NYANZA : UN JARDIN DE LA MÉMOIRE
« Un voyage cauchemardesque qui se termine par Alice au pays des merveilles, par la vie après la mort !» François Uwitonze, un rescapé du génocide, parle ainsi du Jardin de la mémoire de Nyanza, Kigali, inauguré le 8 avril dernier par Jeannette Kagame, la première dame du Rwanda, dans le cadre de la 25ème commémoration du génocide perpétré contre les Tutsis en 1994. Uwitonze [un nom d’emprunt], avait six ans lors des massacres de la colline de Nyanza, où est restée la totalité de sa famille.
Pour la première dame ce jardin « servira de lien et restera une conversation entre le passé, le présent et le futur ». Bruce Clarke, l’artiste anglais qui l’a conçu, estime quant à lui que « ce [jardin] n’est pas un jardin ordinaire. Chaque élément ici est une allégorie de souffrance et de refuge, du désespoir et de l’espérance ».
Une grande stèle juste à l’entrée du jardin, des fleurs et des arbres, des passages de cours d’eau, et même des fosses. Le jardin de la mémoire de Nyanza devient une réalité. Sa promiscuité avec les tombes des victimes du génocide en fait un symbole de la vie après la mort mais aussi un symbole vivant de la mémoire du génocide, selon la Commission nationale de lutte contre le génocide.
Le jardin de la mémoire fait partie intégrante du site mémorial de Nyanza qui abrite déjà plus de 12.000 corps de victimes, dont 5.000 massacrées après avoir été abandonnées, le 11 avril 1994, par un contingent belge des forces de la Minuar, la Mission des Nations unies pour l’assistance au Rwanda.

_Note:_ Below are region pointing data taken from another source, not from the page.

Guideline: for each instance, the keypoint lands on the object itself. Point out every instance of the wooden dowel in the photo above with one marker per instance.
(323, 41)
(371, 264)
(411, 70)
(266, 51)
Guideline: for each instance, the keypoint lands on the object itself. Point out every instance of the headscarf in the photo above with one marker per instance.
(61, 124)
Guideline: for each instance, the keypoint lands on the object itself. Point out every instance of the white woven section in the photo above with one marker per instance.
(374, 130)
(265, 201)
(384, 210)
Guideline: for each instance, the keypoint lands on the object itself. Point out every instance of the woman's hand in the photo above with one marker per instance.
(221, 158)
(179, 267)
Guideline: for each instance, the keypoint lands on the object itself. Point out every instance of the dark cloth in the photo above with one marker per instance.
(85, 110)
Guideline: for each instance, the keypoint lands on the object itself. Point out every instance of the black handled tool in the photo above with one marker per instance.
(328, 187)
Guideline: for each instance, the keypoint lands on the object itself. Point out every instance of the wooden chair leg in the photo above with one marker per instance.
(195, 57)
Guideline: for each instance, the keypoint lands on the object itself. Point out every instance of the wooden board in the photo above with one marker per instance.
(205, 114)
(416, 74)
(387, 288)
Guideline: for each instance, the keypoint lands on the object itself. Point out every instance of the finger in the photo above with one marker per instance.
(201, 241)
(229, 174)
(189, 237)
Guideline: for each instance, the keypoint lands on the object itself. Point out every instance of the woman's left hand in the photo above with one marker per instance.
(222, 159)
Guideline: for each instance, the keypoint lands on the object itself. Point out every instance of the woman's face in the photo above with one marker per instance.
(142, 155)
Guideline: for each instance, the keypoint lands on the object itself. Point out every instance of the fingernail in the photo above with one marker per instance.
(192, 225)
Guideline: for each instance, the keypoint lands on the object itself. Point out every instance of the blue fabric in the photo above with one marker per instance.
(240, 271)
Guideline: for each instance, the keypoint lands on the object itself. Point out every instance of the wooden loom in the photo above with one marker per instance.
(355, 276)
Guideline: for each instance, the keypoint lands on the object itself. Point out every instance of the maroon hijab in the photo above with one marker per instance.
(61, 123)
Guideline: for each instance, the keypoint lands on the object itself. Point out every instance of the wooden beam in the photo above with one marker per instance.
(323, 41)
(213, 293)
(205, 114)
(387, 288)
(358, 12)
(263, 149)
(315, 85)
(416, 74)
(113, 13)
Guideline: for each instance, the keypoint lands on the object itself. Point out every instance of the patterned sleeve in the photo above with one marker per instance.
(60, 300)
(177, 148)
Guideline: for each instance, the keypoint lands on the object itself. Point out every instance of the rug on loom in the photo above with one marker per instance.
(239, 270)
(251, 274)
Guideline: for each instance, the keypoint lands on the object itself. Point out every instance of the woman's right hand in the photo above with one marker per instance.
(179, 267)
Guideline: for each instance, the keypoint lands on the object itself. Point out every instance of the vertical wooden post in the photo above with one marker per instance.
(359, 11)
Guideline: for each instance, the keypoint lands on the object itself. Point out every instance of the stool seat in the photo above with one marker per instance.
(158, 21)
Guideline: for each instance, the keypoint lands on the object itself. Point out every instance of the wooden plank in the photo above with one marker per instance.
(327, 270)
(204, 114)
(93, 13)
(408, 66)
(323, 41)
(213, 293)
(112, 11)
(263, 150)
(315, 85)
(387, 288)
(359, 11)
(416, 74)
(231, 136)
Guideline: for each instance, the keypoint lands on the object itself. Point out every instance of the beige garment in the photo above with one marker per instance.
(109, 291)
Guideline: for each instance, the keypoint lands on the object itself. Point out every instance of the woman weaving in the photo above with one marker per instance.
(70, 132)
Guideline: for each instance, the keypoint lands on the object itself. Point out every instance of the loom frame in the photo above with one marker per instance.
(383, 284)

Ainsi, pour Bruce Clarke, ce jardin dont les contours artistiques sont le symbole de l’aspect pluriel du génocide, c’est, certes, un jardin de la mémoire, mais « pas d’une seule mémoire, mais de beaucoup ».
Parmi les sections du jardin figurent un espace de pierre, une forêt de la mémoire, des monticules, un corridor de méditation, une fosse ouverte ainsi que des chemins en spirale. Au milieu du jardin, des pierres représentant les victimes sont et seront placées par leurs familles. Dans la forêt de la mémoire, située au cœur du jardin, trois types d’arbres seront plantés, à savoir Ficus Thonningii, planté par Mme Kagame comme symbole de la famille, Erythrina Abyssinica, symbole de protection et de beauté, et Acacia Abyssinia pour la résilience et la résistance. Les différentes sections du jardin sont reliées par des chemins en spirale symbolisant la spirale de violence planifiée que le Rwanda a dû traverser.

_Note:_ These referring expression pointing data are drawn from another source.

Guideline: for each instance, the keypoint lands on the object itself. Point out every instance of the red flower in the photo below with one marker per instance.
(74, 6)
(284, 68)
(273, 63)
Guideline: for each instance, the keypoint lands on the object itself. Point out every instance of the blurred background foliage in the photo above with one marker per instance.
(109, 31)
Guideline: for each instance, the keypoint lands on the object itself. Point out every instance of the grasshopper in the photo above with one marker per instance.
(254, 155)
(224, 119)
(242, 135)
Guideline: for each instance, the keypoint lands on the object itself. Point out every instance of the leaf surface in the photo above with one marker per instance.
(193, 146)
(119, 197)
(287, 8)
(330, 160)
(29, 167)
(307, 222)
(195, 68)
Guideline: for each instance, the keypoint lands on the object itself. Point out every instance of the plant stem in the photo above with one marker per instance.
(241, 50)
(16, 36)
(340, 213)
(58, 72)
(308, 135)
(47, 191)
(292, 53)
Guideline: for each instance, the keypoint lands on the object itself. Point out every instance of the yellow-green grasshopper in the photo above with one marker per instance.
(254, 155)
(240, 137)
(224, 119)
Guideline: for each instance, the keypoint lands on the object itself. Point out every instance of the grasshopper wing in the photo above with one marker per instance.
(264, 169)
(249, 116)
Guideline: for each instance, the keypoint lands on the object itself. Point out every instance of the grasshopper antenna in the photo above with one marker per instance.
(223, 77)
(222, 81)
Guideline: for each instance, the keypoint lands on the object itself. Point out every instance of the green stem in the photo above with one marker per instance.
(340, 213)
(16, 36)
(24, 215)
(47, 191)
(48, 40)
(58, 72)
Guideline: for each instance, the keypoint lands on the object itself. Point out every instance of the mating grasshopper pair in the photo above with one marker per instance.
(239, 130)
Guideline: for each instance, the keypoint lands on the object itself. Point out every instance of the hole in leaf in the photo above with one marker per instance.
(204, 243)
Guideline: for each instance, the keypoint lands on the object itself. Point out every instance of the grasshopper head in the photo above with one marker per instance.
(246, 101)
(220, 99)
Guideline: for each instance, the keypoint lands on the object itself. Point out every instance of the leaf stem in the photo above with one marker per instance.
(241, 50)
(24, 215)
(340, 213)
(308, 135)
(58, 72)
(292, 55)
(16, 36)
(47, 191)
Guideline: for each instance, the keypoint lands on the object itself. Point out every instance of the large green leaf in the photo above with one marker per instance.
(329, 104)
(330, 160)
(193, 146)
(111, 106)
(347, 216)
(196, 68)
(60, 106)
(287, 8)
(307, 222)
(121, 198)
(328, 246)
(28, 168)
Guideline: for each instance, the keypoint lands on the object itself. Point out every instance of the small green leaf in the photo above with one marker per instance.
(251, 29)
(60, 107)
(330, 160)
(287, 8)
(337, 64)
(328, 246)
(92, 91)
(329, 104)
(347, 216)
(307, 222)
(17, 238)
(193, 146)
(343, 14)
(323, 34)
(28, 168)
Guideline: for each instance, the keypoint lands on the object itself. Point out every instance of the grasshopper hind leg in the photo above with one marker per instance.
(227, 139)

Situé sur l’artère principale qui relie Kigali à la région du Bugesera, au Sud-Est, et ainsi au carrefour de quatre importants mémoriaux du génocide, celui de Gisozi, celui des politiciens de Rebero, et des églises de Nyamata et Ntarama, ce jardin offre « un lieu idéal de recueillement et de réflexion tant pour les visiteurs rwandais qu’étrangers. Un tremplin dans la lutte contre l’idéologie génocidaire et négationniste », estime Jean-Damascène Karinda, commissaire chargé de la justice au sein d’Ibuka, la principale association des rescapés du génocide.